Media

CBS to Comply With FCC’s Request for Harris’ ’60 Minutes’ Interview

FULL COMPLIANCE

President Trump filed a $10 billion lawsuit against the network last year, claiming bias in favor of Harris.

Kamala Harris (R) shakes hands with  Donald Trump (L) during a presidential debate at the National Constitution Center in Philadelphia, Pennsylvania, on September 10, 2024.
Saul Loeb/AFP via Getty Images

CBS News has agreed to comply with the Federal Communications Commission’s request for the unedited transcript and tape of Kamala Harris60 Minutes interview that aired on Oct. 7, 2024, following a lawsuit against the network brought by Donald Trump.

Trump’s FCC appointee, Brendan Carr, led the commission’s inquisition by sending the network’s news division a letter on Wednesday evening, requesting “the full, unedited transcript and camera feeds.”

“We are working to comply with that inquiry as we are legally compelled to do,” the network’s spokesman said on Friday, The New York Times reported.

Trump sued CBS for $10 billion last year, accusing the network of intentionally crafting the interview in favor of Harris and her candidacy through edits.
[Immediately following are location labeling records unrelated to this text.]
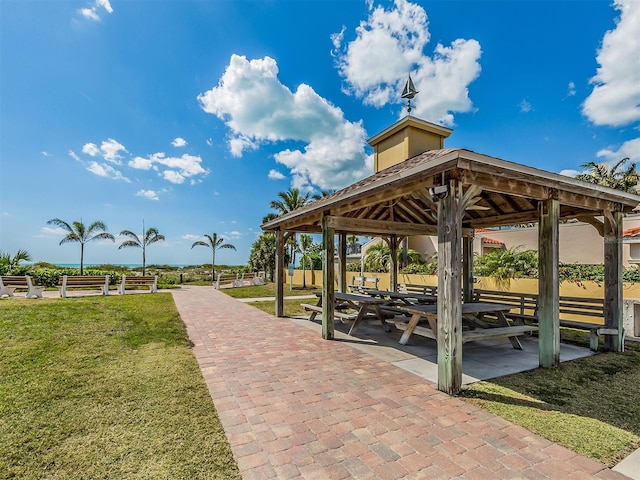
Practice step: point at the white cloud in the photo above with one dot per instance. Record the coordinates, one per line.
(93, 12)
(615, 99)
(179, 168)
(107, 171)
(191, 237)
(275, 175)
(90, 149)
(109, 150)
(525, 106)
(629, 149)
(150, 194)
(104, 4)
(389, 45)
(258, 109)
(53, 231)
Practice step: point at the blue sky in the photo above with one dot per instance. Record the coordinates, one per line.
(191, 116)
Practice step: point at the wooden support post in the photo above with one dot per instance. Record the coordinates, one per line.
(279, 273)
(613, 296)
(393, 263)
(467, 269)
(549, 284)
(328, 277)
(342, 262)
(449, 293)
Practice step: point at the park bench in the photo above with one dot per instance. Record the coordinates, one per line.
(575, 312)
(416, 288)
(228, 279)
(9, 284)
(85, 281)
(150, 281)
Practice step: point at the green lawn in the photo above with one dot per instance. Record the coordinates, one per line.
(590, 405)
(104, 387)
He alleges that the network targeted him by including longer segments of her response to a question about the ongoing conflict in the Middle East.

While media law experts dismissed the litigation as a thinly veiled punishment for the news outlet, CBS’s parent company Paramount has begun settlement discussions with Trump’s representatives.

Some believe that the parent company is in a rush to settle so it can clear the path for the FCC to approve its multibillion-dollar merger with Skydance Media. It is worth mentioning that the latter is owned by Trump ally and Oracle CEO Larry Ellison’s son, David Ellison.

The Letter of Inquiry has drawn criticism from media experts such as Democratic commissioner Anna Gomez, who slammed the request as a “retaliatory move by the government against broadcasters whose content or coverage is perceived to be unfavorable,” adding, “It is designed to instill fear in broadcast stations and influence a network’s editorial decisions.”